Filter nodes in a Data Flow

The filter node is used to filter a table using a specified column. You may filter the table by a static value or a variable.

Filtering is an important part of the data cleansing process often required for optimization of the data set to be queried by end users. The Filter function allows you to load only a specified subset of data into the target, based on the given filter expression.

Note: You can typically filter your Table data either using the Filter node (as described here), or by adding a filter to your Table node. If you use the Table Filter, the underlying query that retrieves data from the database is filtered, hence that filtering option being limited to non-file based data sources. This option filters the data as part of the Data Flow, so it has no such limitation.

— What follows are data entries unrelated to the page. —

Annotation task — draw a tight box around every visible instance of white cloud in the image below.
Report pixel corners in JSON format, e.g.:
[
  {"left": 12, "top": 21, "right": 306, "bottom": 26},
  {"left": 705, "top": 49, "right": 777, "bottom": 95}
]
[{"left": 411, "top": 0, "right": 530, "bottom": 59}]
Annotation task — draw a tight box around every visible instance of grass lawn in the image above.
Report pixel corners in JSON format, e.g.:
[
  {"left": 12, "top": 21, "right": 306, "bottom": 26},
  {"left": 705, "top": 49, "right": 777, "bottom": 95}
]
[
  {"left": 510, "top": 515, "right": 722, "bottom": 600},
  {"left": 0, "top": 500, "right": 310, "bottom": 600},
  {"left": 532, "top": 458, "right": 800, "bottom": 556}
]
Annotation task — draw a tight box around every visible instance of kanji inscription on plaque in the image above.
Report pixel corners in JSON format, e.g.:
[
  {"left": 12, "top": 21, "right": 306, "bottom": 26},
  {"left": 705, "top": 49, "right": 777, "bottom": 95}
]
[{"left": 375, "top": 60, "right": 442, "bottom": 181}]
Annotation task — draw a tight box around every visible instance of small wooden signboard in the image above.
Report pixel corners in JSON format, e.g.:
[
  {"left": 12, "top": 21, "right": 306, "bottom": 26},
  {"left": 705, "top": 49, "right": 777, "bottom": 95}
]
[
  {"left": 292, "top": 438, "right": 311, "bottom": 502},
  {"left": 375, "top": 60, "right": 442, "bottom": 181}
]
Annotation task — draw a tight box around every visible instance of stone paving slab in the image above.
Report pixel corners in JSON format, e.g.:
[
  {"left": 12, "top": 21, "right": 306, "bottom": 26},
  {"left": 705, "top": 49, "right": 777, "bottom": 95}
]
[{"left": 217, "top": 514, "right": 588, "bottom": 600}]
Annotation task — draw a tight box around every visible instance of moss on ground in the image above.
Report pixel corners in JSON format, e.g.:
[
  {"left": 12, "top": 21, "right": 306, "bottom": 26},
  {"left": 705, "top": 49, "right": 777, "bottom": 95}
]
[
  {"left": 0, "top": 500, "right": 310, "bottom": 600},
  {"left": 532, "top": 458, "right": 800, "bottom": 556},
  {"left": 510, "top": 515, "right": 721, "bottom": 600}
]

Configuring the Filter Node

Connect the Table node to the Filter node, then select the Filter node (orange arrow below) and go to the Properties panel to configure the node:

At the top of the Filter Node panel, is the Multi Filter checkbox:

  • Do not select the Multi Filter checkbox if you want to define a single filter condition. For example, if you want to filter the Gender column to only show males and have no other filtering requirements.
  • Select the Multi Filter checkbox if you want to define multiple conditions the filter multiple columns. For example, if you want to filter the Gender column for males and also filter the marital status columns by the married.

Single Filter options

With the Multi Filter checkbox cleared (not selected):

  • Filter Column Name: Select the column that you want the table to be filtered by.
  • Filter Type: Choose the type of filter from the Filter Types drop-down (see below for details).
  • Filter Value:
    • Select Value and type a static numeric or string value.
    • Select Variable and then select your required variable from the drop-down; this can be a static or SQL variable.
  • Case Sensitive: Depending on the data type of the filter column you may be able to filter by a string (unless the filter type is set to search for nulls or blanks). If filtering by a string, you can set the filter as case sensitive.

Filter Types

  • = Equal: Returns the rows in the selected column that are equal to the given filter value.
  • != Not Equal: Returns the rows in the selected column that are not equal to the given filter value.
  • > Greater Than: Returns the rows in the selected column that are greater than the given filter value.
  • >= Greater Than or Equal To: Returns the rows in the selected column that are greater than or equal to the given filter value.
  • < Less Than: Returns the rows in the selected column that are less than the given filter value.
  • <= Less Than or Equal To: Returns the rows in the selected column that are less than or equal to the given filter value.
  • =|= LIKE: Returns the rows in the selected column that are "like" the given filter value. This option enables the use of wild cards. For example, selecting FirstName LIKE "J%" indicates that first names beginning with "J" should be returned.
  • =/= NOT LIKE: Returns the rows in the selected column that are not "like" the given filter value.
  • IN LIST: Enter a comma-delimited list of values; values in the list are returned.
  • NOT IN LIST: Enter a comma-delimited list of values; values not in the list are returned.
  • IS NULL: Returns rows containing nulls in the selected column. No filter value input is required.
  • NOT NULL: Returns rows not containing nulls in the selected column. No filter value input is required.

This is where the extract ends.